In vielen Unternehmen bleiben Ausbildungsstellen unbesetzt, ihnen fehlt Nachwuchs. Die Wartezeiten bei Handwerkereinsätzen steigen weiter. In bestimmten Branchen besteht heute schon eine Wartezeit von bis zu zehn Wochen für einen Handwerkertermin und oft noch viel länger. Besonders im ländlichen Raum sind Unternehmensnachfolgen inzwischen häufig ungeklärt. Auch hier hat der Mangel an Nachwuchskräften erhebliche Auswirkungen. Das hat zur Folge, dass immer mehr Betriebe schließen müssen.

Das deutsche Handwerk verfügt – im Gegensatz zu unseren europäischen Nachbarn – über ein einmaliges Instrument für mehr Ausbildung, weniger Jugendarbeitslosigkeit und höhere Wettbewerbsfähigkeit: den Meisterbrief. Er ist damit Vorbild in Europa.

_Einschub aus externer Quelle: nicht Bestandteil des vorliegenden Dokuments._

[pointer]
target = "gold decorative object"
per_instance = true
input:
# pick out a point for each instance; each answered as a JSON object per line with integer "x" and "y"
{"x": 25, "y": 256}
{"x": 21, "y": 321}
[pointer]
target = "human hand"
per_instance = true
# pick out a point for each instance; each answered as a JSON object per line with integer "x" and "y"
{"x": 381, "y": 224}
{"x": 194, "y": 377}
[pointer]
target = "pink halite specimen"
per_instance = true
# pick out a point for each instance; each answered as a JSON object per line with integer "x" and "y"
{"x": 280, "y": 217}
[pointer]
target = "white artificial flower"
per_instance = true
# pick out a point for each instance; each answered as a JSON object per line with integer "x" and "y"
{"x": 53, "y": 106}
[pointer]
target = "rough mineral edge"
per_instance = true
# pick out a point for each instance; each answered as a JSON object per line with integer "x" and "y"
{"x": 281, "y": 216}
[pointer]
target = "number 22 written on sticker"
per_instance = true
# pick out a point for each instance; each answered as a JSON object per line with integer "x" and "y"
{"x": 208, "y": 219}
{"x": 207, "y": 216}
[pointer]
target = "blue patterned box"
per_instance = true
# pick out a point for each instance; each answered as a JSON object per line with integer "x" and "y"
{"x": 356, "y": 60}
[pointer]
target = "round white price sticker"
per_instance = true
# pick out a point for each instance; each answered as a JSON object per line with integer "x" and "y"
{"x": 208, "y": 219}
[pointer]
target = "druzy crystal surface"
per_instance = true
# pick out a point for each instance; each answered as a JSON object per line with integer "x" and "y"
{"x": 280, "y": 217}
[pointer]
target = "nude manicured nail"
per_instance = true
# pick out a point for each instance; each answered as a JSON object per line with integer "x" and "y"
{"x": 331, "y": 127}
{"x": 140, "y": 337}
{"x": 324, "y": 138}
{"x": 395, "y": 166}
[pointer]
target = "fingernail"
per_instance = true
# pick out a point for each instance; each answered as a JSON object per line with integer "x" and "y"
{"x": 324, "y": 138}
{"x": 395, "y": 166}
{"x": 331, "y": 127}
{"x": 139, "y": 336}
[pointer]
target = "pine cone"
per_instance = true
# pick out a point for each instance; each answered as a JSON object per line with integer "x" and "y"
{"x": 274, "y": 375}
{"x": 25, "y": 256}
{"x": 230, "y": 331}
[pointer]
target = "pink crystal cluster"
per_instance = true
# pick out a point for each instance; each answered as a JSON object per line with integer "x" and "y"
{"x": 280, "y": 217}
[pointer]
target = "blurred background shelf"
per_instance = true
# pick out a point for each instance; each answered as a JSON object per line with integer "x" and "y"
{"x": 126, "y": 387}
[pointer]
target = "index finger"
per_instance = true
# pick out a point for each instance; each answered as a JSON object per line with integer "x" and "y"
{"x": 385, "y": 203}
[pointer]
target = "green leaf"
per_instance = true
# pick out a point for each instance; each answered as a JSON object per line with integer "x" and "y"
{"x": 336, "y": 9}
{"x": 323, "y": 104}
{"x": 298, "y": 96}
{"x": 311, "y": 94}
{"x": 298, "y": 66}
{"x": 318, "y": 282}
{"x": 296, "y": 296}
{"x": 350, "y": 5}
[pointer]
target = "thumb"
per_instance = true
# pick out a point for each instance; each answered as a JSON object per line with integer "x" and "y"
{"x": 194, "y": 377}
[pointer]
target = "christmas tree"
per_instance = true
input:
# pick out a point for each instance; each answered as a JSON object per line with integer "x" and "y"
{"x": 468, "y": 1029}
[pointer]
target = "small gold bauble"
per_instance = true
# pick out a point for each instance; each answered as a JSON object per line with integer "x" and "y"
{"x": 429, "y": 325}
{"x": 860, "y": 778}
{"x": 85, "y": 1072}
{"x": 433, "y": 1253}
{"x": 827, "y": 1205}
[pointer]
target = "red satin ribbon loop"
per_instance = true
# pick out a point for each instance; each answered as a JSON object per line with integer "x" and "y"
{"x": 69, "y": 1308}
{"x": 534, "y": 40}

Wenn wir dieses Erfolgsmodell in Rheinland-Pfalz schützen und stärken wollen, müssen wir mehr tun als bisher. Wir müssen die Herausforderung, die die Bewältigung des Fachkräftemangels darstellt, entschlossen angehen. Drei zentrale Punkte sind dafür entscheidend:

  1. Schulabsolventen müssen ausbildungsreif sein Heute reden wir nicht über den Schulanfang, sondern über das Schulsystem insgesamt. Ich darf meinen Kollegen Thomas Barth zitieren, der Ihnen gestern gesagt hat, dass nahezu jedes vierte Grundschulkind beim Lesen gerade einmal Kompetenzstufe 1 erreicht – also nicht „sinnbegreifend lesen kann“ – ein Ergebnis des Bildungstests VERA 3, im Jahr in 2017. Die Ausbilder und Inhaber der Betriebe, die ich besuche, bestätigen mir genau das. Sie müssen nachschulen, bevor es an die Vermittlung von Fachwissen geht. Deshalb fordert die CDU-Fraktion: Die Grundlagenvermittlung – schon in der Grundschule – muss besser werden.
  2. Die Berufsschulen müssen gestärkt werden Das beginnt mit der Beseitigung von Unterrichtsausfällen. Die Berufsschulen liegen hier auf dem letzten Platz. Sie sind das Stiefkind der Landesregierung. Ziel muss es sein, ein attraktives, wohnortnahes und bedarfsgerechtes Angebot in der beruflichen Bildung vorzuhalten.
  3. Bewerber und Betriebe müssen besser zueinander finden können und zusammengebracht werden dort, wo die Nachwuchsprobleme am größten sind, muss Berufsorientierung intensiviert werden. Deshalb setzt sich die CDU-Fraktion dafür ein: – Schüler verstärkt über mögliche Ausbildungsmöglichkeiten zu informieren, zum Beispiel durch eine Ausweitung der Berufs- und Studientage.
    – Berufskoordinatoren mehr Stunden zur Verfügung zu stellen.
    – Das Angebot an Schüler- und Berufspraktika auszubauen.
  4. Qualifizierte Zuwanderung als mögliche Lösungsoption zur Bekämpfung des Fachkräftemangels in Betracht ziehen.
  5. Der Meisterbrief hat sich als Qualitätssiegel bewährt. Das Wegfallen der Meisterpflicht in vielen Bereichen – wie etwa bei Fliesenlegern – hat zu Qualitätsverlusten geführt. Deshalb stehen wir zur Meisterpflicht.

Das sind wichtige Schritte, damit das Handwerk wieder mehr Wertschätzung in unserer Gesellschaft erhält.